The prisoners of Parkinson experiences. Nello studio della teoria sociologica al Parkinson emerge un aspetto “strano”: la non reazione alla malattia.

Si osserva la simbiosi malato-malattia; appunto una prigionia.

The Prisoner of Parkinson è una teoria sociologica famosa nel mondo, perchè ritiene la malattia una prigione. Gli studi condotti portano a ritenere il malato come una mente sana in un corpo malato. Una condizione di questo tipo non può che essere definita “prigionia”.  Il vero scopo e obiettivo della teoria è favorire “l’evasione” del prigioniero dalla sua trappola. Fin qui tutto bello. Passando all’atto pratico si nota un formidabile ostacolo.

Il vero ostacolo in una teoria innovativa sono i malati stessi! 

Oltre l’impegno nella ricerca e l’analisi dei diversi comportamenti, il problema all’applicazione degli studi sono i malati stessi. Molti dicono: “è troppo dura”. Altri si “vergognano del loro stato”. In pratica il malato desidera essere accolto e preso anzichè spiegare di cosa ha bisogno. Qui emerge l’immaturità di coppia. Non è finita. Spesso le associazioni del Parkinson non si concentrano sui concetti della Teoria. Al contrario puntano a demolire qualcosa che non è stato voluto da loro. Tale processo non passa attraverso il libero dibattito sui concetti, ma su qualcosa di più povero. L’attacco alla teoria The Prisoner of Parkinson passa per: questo chi, che cosa vuole, etc.

Non si è all’altezza di un’analisi che possa considerarsi utile all’utenza. Al contrario si cerca solo di distruggere. Il guaio è che vivere nel Parkinson è già una fine. Stiamo parlando di un decesso lungo 20-30 anni.

E’ come se sul Titanic, inequivocabilmente destinato a sprofondare nell’abisso, il naufrago non accetta la zattera.

E’ ovviamente un atteggiamento che segnala quanto la malattia di nervi sia progredita.

Il naufrago vuole solo un’altra nave disdegnando altri mezzi di soccorso.

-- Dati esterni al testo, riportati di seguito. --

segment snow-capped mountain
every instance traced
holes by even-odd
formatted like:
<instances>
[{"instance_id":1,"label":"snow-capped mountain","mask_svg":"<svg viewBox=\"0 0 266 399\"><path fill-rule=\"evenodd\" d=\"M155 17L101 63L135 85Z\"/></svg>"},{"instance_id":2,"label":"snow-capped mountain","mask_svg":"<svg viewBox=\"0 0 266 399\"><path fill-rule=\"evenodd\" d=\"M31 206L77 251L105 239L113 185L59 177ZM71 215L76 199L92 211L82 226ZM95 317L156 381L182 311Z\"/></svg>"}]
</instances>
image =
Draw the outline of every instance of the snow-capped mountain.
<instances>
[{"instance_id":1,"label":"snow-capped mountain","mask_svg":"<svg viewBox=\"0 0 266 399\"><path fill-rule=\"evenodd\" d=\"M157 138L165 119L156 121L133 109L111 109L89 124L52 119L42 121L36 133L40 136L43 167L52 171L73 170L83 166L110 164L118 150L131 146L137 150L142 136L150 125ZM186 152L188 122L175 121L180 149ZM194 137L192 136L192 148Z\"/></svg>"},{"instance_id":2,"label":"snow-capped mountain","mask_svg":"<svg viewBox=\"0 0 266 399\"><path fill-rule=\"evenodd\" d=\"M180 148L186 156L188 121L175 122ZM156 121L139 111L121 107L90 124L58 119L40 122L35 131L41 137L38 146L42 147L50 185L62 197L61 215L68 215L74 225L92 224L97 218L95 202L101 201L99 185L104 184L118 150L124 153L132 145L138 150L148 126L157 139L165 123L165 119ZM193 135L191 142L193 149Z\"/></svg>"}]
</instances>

Questo è un aspetto. C’è n’è anche un altro. La scienza, afferma che il Parkinson insorge con una certa presenza/assenza di ferro nel sangue o nel cervello. Sono termini nei quali come sociologo non entro, perchè non è il mio campo di ricerca. Nonostante ciò con la questione della presenza o meno del ferro nel sangue, si vuole contestare questa teoria. Si afferma che NON E’ CORRETTO CONSIDERARE L’ABUSO NEL NERVOSISMO COME UNA DELLA CAUSE ALLA MALATTIA. Questo perchè è stato chiarito quanto sia la presenza/assenza di ferro a giustificarne l’insorgenza. Qui serve un chiarimento.

Il sistema nervoso non è stato fatto per essere nervosi!

Al contrario i nervi servono come reazione chimica al movimento e gestione del corpo. Un braccio si alza e fa quanto richiesto, grazie al sistema nervoso.

L’uso frequente del “nervosismo” (come nella società globalizzata indotto) rappresenta un abuso!

Un sistema nervoso abusato reagisce e spesso si ammala. Questo meccanismo di causa-effetto, non è matematico ma frequente.

La questione della presenza del ferro nel cervello non tocca la correlazione tra nervoso e Parkinson appena indicata. 

Ecco il senso della teoria The prisoner of Parkinson.